There is also the problem of Rosalie, his girlfriend. There is absolutely no evidence whatsoever, despite all of the forwarded e-mails claiming there is, that she threatened to sue him and ruin him once he was free and on the streets once again, driving him to his final suicide. I won’t even bring up the conversation that they have just before his fatal press conference. While there may only have been two people who heard that private conversation, neither one of whom had anything to do with this film, it must be understood that nothing close to what they orchestrate in this intimate dialogue was said in that room. Few things have the power to completely remove me from the theater experience, but that horribly inaccurate scene nearly did it, more even than the height of the lead actor or his features. Had it been at the beginning, I might have walked out,. As it is, I have heard personally that Rosalie is considering suing the filmmakers for how they depict her. If I had a reason to, I would myself.

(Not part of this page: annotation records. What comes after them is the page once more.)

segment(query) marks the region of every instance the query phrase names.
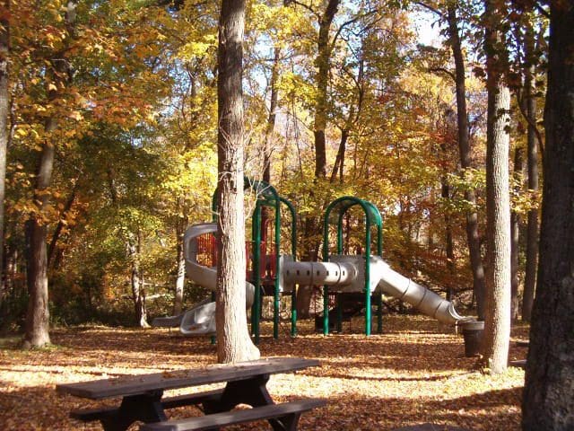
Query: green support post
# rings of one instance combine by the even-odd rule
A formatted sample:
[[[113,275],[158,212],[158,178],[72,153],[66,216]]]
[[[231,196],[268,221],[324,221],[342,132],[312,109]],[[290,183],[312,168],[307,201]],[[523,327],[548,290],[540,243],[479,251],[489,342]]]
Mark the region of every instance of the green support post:
[[[370,335],[370,217],[365,216],[365,335]]]
[[[377,332],[383,333],[383,294],[377,294]]]
[[[251,278],[253,286],[255,286],[255,297],[251,307],[251,332],[255,337],[255,344],[259,344],[259,318],[261,316],[261,274],[259,268],[261,260],[261,205],[259,201],[255,207],[252,224],[253,274]]]
[[[293,259],[297,258],[297,213],[293,205],[285,199],[284,198],[279,198],[282,203],[285,204],[291,212],[291,252],[293,256]],[[279,256],[279,249],[277,250],[277,256]],[[279,259],[277,259],[277,277],[279,277]],[[293,291],[291,293],[291,336],[297,336],[297,291],[293,286]]]
[[[337,332],[343,332],[343,306],[341,305],[341,294],[337,294]]]
[[[343,217],[344,213],[352,207],[359,205],[365,215],[365,286],[363,288],[365,295],[365,335],[370,335],[372,324],[371,295],[370,295],[370,228],[374,223],[377,227],[377,251],[380,254],[382,251],[382,218],[377,207],[370,202],[344,196],[339,198],[327,207],[325,212],[323,229],[323,260],[329,261],[329,216],[334,208],[338,209],[337,219],[337,252],[343,252]]]
[[[297,337],[297,290],[291,293],[291,336]]]
[[[329,286],[323,286],[323,335],[329,335]]]
[[[281,248],[281,202],[275,200],[275,280],[273,289],[273,338],[279,339],[279,252]]]
[[[216,295],[215,292],[212,292],[212,301],[213,302],[217,301],[217,295]],[[215,336],[212,335],[210,340],[211,340],[212,344],[215,344],[215,342],[216,342]]]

Lastly, while I do think that the movie is well-performed, they missed… almost deliberately… so much of the richness of his life. No mention was made of his lifelong love affair with anagrams, cryptic crosswords, puzzles, and palindromes, even structuring his life around them. There’s nothing about how he didn’t even try to write a song until six months before he released his first groundbreaking album. How Rosalie was so overwrought by his death that she has not said a word to even her family or professional contacts, oral or written, since that fatal conference. They never mention the as-yet unpublished stories and reviews that he wrote during his exile in Arequipa, still locked away and in the custody of an unknown friend. Instead, they chose to tell his life story as something between a thriller and a bittersweet romantic comedy for the masses. Daniel D. Birkin was, and is, an immensely important figure in his time, but the filmmakers seem to spend too much of their time discussing his ‘pseudocides.’ Still, it’s worth watching for the things they get right, and if it causes one person to experience his unparalleled art through his albums and books, it will not have been a waste of time and money.